« Aucun enfant ne doit mourir plus du diabète ». Au vu des dernières données épidémiologiques publiées cette semaine sur le sujet, le slogan de la journée mondiale du diabète 2007, célébrée ce 14 novembre, sonne un peu comme un voeu pieux. Un numéro spécial du Bulletin Epidémiologique Hebdomadaire et un rapport Inserm/InVS (1), consacrés aux diabètes infantiles, dressent en effet un constat inquiétant, tant pour le diabète de type I (DT1) que pour celui de type 2 (DT2). Parallèlement à l'épidémie observée chez l'adulte (250 millions de cas dans le monde aujourd'hui, 380 millions prévus en 2025), l' évolution en pédiatrie bouleverse complètement les repères concernant cette maladie.
Forme principale du diabète de l'enfant, le DT1 a vu son incidence doubler ces vingt dernières années en pédiatrie dans presque tous les pays d'Europe, souligne le rapport.
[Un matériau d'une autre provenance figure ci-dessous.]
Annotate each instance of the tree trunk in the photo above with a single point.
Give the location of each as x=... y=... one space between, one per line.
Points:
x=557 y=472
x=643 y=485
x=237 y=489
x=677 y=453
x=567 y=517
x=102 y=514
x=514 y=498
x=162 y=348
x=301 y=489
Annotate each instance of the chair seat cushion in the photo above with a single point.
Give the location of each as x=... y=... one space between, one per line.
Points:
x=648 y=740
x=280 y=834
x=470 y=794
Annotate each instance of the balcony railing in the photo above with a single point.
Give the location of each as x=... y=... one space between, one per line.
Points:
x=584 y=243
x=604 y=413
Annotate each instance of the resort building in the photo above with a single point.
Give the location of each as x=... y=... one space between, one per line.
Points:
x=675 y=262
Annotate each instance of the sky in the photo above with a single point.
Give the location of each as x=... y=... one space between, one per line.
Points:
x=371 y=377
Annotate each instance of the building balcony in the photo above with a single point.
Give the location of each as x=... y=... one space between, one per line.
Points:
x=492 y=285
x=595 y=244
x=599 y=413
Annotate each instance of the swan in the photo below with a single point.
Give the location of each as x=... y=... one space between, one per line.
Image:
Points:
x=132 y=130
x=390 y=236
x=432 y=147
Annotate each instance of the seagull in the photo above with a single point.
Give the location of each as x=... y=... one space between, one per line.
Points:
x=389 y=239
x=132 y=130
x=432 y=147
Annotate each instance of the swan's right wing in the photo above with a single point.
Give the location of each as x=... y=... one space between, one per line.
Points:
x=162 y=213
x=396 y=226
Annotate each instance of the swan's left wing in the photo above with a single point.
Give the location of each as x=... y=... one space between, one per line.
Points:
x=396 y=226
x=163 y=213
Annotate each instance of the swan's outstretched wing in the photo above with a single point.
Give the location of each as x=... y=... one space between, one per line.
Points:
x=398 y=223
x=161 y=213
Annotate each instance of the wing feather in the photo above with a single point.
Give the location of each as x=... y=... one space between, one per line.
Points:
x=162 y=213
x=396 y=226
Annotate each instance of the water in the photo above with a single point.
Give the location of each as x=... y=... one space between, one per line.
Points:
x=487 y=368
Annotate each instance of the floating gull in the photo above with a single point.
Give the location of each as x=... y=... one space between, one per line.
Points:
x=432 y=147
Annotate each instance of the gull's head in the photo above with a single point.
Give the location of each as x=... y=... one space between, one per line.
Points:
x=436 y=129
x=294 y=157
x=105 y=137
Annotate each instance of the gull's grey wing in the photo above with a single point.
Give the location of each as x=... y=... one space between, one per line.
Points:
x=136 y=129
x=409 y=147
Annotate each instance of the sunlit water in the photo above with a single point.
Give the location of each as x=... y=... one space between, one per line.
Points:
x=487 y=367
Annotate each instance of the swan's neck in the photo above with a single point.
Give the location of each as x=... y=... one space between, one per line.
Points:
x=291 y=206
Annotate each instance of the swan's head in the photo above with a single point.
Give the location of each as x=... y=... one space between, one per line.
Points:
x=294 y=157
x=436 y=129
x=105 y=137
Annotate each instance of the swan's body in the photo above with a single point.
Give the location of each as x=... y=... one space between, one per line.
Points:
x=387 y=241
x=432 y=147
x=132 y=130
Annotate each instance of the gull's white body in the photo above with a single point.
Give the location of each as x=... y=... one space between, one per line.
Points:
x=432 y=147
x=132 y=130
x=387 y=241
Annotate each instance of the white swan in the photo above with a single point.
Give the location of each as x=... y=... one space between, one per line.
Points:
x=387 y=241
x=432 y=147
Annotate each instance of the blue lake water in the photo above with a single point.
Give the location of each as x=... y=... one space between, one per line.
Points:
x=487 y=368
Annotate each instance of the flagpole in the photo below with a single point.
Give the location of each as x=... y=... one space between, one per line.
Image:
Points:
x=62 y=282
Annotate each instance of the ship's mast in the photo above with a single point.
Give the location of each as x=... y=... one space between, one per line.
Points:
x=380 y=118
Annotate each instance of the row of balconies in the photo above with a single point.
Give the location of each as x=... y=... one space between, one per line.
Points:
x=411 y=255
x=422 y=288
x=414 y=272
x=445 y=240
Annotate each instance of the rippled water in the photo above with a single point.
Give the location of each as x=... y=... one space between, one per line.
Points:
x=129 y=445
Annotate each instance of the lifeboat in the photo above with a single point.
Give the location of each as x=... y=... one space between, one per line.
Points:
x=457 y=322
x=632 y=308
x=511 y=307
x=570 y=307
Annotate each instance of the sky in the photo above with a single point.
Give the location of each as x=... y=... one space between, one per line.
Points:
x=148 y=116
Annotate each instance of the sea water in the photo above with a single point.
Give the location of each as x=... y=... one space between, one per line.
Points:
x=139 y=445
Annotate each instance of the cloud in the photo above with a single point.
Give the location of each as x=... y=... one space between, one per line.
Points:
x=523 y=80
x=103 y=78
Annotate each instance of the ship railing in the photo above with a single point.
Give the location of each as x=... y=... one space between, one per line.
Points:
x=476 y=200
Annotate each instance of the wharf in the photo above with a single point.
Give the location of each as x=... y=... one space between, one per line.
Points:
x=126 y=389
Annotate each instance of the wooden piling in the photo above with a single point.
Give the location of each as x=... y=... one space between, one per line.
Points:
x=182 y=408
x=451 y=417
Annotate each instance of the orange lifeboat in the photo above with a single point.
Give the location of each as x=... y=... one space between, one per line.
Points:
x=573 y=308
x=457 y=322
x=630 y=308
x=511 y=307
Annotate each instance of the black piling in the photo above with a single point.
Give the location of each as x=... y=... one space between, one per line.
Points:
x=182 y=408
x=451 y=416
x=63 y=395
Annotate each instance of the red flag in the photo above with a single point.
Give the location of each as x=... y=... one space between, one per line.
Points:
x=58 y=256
En France, la fréquence croit d'environ 3,7% par an chez les moins de vingt ans, selon les données d'un registre qui a fonctionné entre 1988 et 1997 dans quatre régions. Actuellement, 15 nouveaux cas sont enregistrés chaque année pour 100 000 enfants de moins de quinze ans. « L'augmentation de l'incidence du DT1 n'est pas tant une augmentation de l'incidence globale qu'un déplacement vers les tranches d'âges les plus jeunes », souligne le Dr Claire Levy-Marchal, pédiatre, directrice de recherche à l'Inserm, et l'une des trois signataires du rapport Inserm/InVS. Des cas de diabète insulino-dépendant se développent ainsi chez des enfants de moins de quatre ans.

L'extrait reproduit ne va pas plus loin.